Recognizing and understanding the contribution of the cardiac substrate to arrhythmogenesis is critical for the pathologic analysis of SCD, but this can only be accomplished by also understanding the complex, dynamic interactions between substrates and transient triggers.⁶⁸ So far, N-cadherin mutations have only been studied in animal models, but these studies have provided evidence that cell adhesion molecules mediate both mechanical and electrical coupling between myocytes which when perturbed leads to an arrhythmogenic substrate. It appears that N-cadherin mediates these effects predominately through its regulation of cardiac gap junctions. Future human studies will be required to elucidate the role of N-cadherin in arrhythmogenesis and mechanisms responsible for arrhythmogenic cardiomyopathy and sudden death. It will be interesting to determine which components of the cadherin/catenin complex are important contributors to cardiac arrhythmias in disease and how the adherens junction may arise as a novel target for therapy in the prevention of SCD.

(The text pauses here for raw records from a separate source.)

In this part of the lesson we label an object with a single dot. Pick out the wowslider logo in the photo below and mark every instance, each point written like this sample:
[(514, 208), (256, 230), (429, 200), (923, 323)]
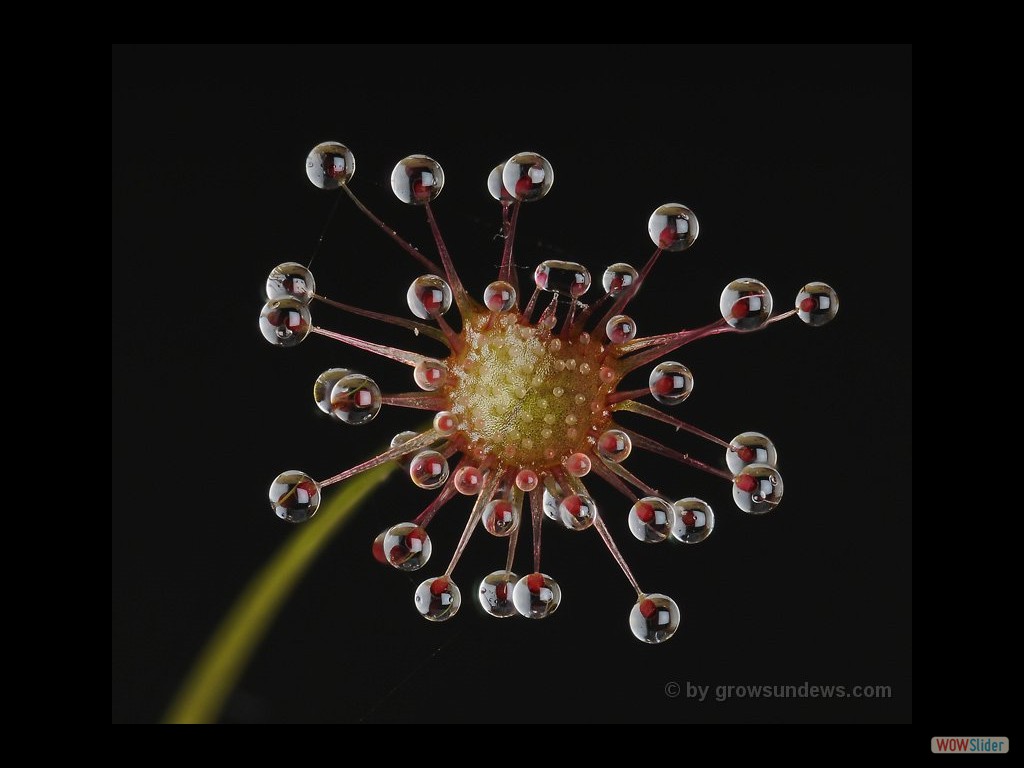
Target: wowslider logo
[(970, 744)]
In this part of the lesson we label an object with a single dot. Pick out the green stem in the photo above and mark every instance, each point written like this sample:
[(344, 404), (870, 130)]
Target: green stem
[(227, 652)]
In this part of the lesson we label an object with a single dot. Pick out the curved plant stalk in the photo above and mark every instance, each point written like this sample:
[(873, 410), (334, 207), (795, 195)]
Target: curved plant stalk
[(227, 652)]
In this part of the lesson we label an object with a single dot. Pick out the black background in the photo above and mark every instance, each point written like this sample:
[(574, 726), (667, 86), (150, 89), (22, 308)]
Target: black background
[(797, 161)]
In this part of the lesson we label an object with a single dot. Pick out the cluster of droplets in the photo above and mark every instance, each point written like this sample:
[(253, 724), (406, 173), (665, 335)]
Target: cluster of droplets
[(526, 396)]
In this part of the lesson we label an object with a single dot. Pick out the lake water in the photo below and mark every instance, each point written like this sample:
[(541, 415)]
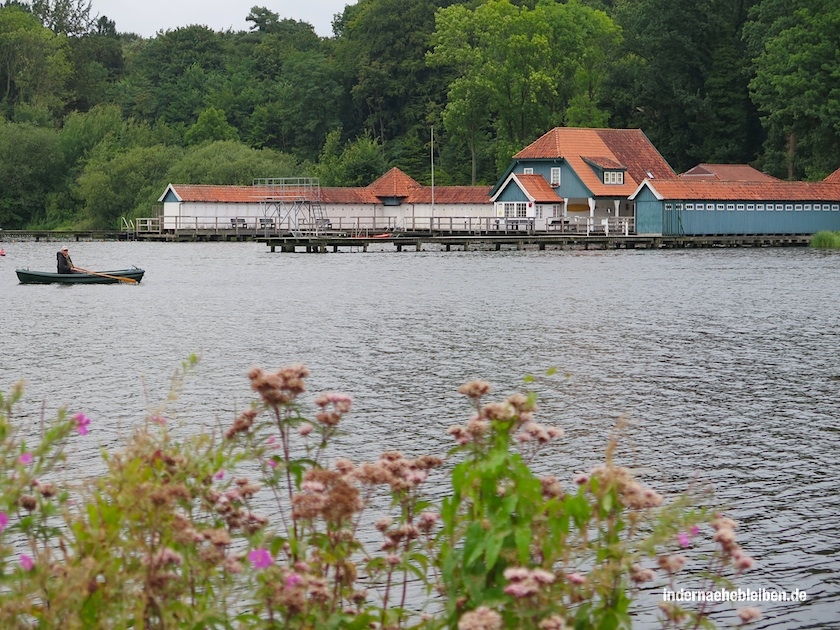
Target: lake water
[(726, 360)]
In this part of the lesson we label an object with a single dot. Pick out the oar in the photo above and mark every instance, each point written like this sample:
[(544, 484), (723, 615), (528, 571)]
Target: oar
[(106, 275)]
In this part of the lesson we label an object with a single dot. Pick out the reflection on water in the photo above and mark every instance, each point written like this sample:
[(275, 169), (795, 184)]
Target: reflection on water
[(725, 360)]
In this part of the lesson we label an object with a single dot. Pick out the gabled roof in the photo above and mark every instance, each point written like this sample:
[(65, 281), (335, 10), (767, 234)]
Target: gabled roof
[(715, 190), (534, 186), (607, 148), (394, 183), (728, 173), (834, 178)]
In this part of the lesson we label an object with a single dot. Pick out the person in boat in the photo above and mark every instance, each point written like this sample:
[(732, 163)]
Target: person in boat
[(65, 265)]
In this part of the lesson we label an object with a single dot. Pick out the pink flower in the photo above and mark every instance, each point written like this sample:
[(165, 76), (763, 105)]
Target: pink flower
[(293, 579), (82, 422), (576, 578), (260, 558)]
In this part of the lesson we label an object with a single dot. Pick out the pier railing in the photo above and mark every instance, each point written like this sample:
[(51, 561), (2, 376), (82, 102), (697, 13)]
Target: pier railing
[(370, 225)]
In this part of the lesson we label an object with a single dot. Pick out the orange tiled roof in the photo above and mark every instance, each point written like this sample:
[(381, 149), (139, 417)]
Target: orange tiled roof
[(629, 148), (834, 178), (394, 183), (714, 190), (538, 188), (728, 173)]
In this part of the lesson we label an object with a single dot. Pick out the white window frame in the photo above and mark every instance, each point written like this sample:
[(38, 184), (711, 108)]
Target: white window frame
[(614, 178)]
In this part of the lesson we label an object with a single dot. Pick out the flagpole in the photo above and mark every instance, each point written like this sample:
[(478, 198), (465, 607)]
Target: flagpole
[(432, 162)]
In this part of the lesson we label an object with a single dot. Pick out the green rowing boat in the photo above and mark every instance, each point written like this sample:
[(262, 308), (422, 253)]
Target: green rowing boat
[(126, 276)]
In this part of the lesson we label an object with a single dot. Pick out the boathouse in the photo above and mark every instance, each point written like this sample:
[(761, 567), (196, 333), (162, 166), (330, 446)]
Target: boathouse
[(579, 179), (572, 180), (721, 204)]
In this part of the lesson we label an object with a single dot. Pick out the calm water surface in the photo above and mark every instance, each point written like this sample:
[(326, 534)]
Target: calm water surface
[(726, 361)]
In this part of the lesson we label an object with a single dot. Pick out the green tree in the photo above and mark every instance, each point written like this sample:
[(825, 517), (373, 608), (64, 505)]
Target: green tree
[(231, 163), (30, 168), (212, 125), (358, 164), (33, 62), (658, 82), (125, 184), (521, 66), (797, 87)]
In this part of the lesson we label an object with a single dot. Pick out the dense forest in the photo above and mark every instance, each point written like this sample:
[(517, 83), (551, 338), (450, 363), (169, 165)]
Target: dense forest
[(95, 120)]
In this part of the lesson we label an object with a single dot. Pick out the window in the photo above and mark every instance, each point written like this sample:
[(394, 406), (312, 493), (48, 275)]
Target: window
[(516, 209)]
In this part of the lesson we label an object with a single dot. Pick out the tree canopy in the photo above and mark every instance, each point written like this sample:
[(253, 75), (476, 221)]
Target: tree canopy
[(93, 119)]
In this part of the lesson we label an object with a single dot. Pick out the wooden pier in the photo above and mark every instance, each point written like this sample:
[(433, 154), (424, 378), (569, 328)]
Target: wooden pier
[(541, 242)]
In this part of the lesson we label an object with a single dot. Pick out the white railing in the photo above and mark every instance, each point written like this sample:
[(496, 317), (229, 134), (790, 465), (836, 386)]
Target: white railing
[(372, 225), (616, 226)]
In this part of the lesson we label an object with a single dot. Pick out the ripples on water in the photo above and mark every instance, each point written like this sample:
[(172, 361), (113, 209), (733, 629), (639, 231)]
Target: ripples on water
[(725, 360)]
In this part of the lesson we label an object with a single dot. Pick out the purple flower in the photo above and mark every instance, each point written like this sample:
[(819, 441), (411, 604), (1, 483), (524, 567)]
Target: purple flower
[(82, 422), (260, 558)]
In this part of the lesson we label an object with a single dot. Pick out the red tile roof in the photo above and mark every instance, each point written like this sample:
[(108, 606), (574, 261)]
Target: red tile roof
[(394, 183), (629, 148), (714, 190), (537, 188), (834, 178), (728, 173)]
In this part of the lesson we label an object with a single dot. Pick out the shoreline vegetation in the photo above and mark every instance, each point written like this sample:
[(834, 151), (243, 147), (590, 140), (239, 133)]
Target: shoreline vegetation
[(169, 535)]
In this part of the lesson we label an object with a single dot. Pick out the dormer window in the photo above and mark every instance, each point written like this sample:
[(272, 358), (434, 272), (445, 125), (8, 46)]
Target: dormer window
[(613, 177)]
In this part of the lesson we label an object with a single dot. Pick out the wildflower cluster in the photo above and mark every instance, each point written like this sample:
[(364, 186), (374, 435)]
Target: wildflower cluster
[(170, 535)]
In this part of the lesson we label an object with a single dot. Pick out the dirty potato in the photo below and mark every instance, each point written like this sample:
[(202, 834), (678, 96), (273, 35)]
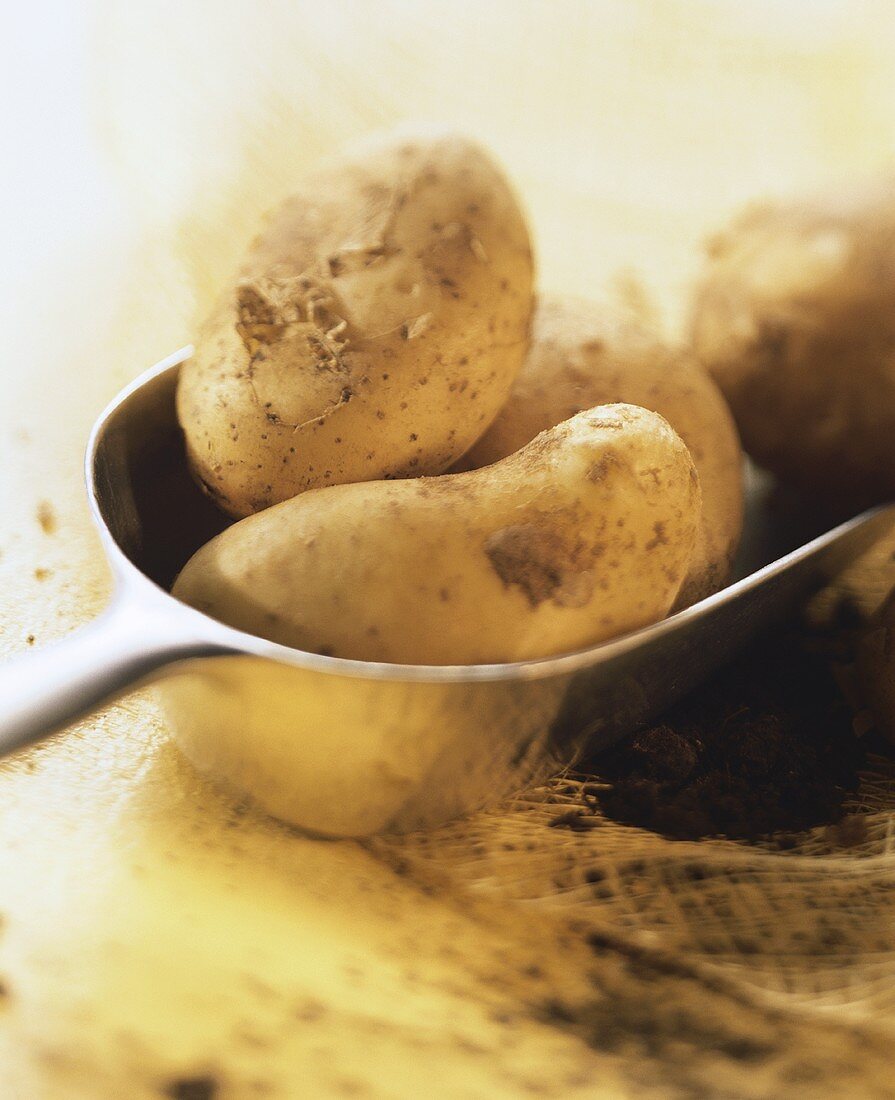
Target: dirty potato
[(374, 330), (584, 354), (796, 321), (584, 534)]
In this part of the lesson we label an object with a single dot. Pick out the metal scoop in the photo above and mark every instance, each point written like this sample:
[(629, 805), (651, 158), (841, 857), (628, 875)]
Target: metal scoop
[(350, 747)]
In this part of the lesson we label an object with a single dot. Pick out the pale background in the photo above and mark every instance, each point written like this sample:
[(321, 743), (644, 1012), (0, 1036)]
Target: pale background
[(150, 928)]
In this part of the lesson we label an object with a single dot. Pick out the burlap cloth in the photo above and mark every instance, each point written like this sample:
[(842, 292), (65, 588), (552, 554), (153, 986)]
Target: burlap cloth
[(159, 938)]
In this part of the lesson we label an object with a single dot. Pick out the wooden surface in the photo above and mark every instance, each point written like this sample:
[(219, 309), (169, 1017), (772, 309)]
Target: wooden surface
[(151, 930)]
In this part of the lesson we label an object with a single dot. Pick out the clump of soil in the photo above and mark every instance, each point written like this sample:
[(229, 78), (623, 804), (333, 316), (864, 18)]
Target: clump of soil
[(766, 747)]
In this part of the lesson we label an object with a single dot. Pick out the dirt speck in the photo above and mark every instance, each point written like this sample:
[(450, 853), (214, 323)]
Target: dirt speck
[(46, 517), (201, 1087)]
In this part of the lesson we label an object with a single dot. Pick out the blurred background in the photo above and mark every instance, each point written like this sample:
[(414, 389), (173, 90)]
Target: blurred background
[(152, 135)]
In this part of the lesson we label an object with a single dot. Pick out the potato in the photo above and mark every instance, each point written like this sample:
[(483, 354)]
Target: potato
[(374, 330), (584, 354), (584, 534), (796, 321)]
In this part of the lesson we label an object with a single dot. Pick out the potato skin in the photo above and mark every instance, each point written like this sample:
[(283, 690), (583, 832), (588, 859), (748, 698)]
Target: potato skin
[(374, 330), (795, 319), (583, 354), (583, 535)]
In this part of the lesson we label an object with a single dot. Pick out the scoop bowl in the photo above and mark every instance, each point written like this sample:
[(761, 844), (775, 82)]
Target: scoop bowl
[(354, 748)]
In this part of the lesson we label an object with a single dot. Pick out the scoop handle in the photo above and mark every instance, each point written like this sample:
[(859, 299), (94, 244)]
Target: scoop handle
[(46, 690)]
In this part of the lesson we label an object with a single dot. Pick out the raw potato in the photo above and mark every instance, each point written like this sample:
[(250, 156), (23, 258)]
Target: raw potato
[(796, 321), (584, 354), (583, 535), (374, 331)]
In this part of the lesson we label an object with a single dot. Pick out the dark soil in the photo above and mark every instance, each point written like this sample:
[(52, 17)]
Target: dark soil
[(766, 747)]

Recently, a novel peptide, ZP123, has been reported to stimulate gap junction intercellular communication between cardiomyocytes^69–72 and human osteoblasts.⁷³ ZP123 was shown to promote electrical coupling between ventricular myocytes and reduce the rate of inducible ventricular tachycardia during acute ischemia in dogs, suggesting an antiarrhythmic effect associated with the targeting of gap junctions.^74,75 Interestingly, ZP123 was also reported to prevent conduction velocity slowing and heterogeneous repolarization and eliminate arrhythmogenic substrates.⁷⁶ Most recently, ZP123 was reported to suppress dephosphorylation of serine297 and serine368 in gap junction protein, Cx43 and to significantly increase the time to ischemia-induced asystole.⁷⁷ It will be interesting to determine whether ZP123 increases intercellular coupling to prevent induced ventricular tachycardia in N-cadherin haploinsufficient mice.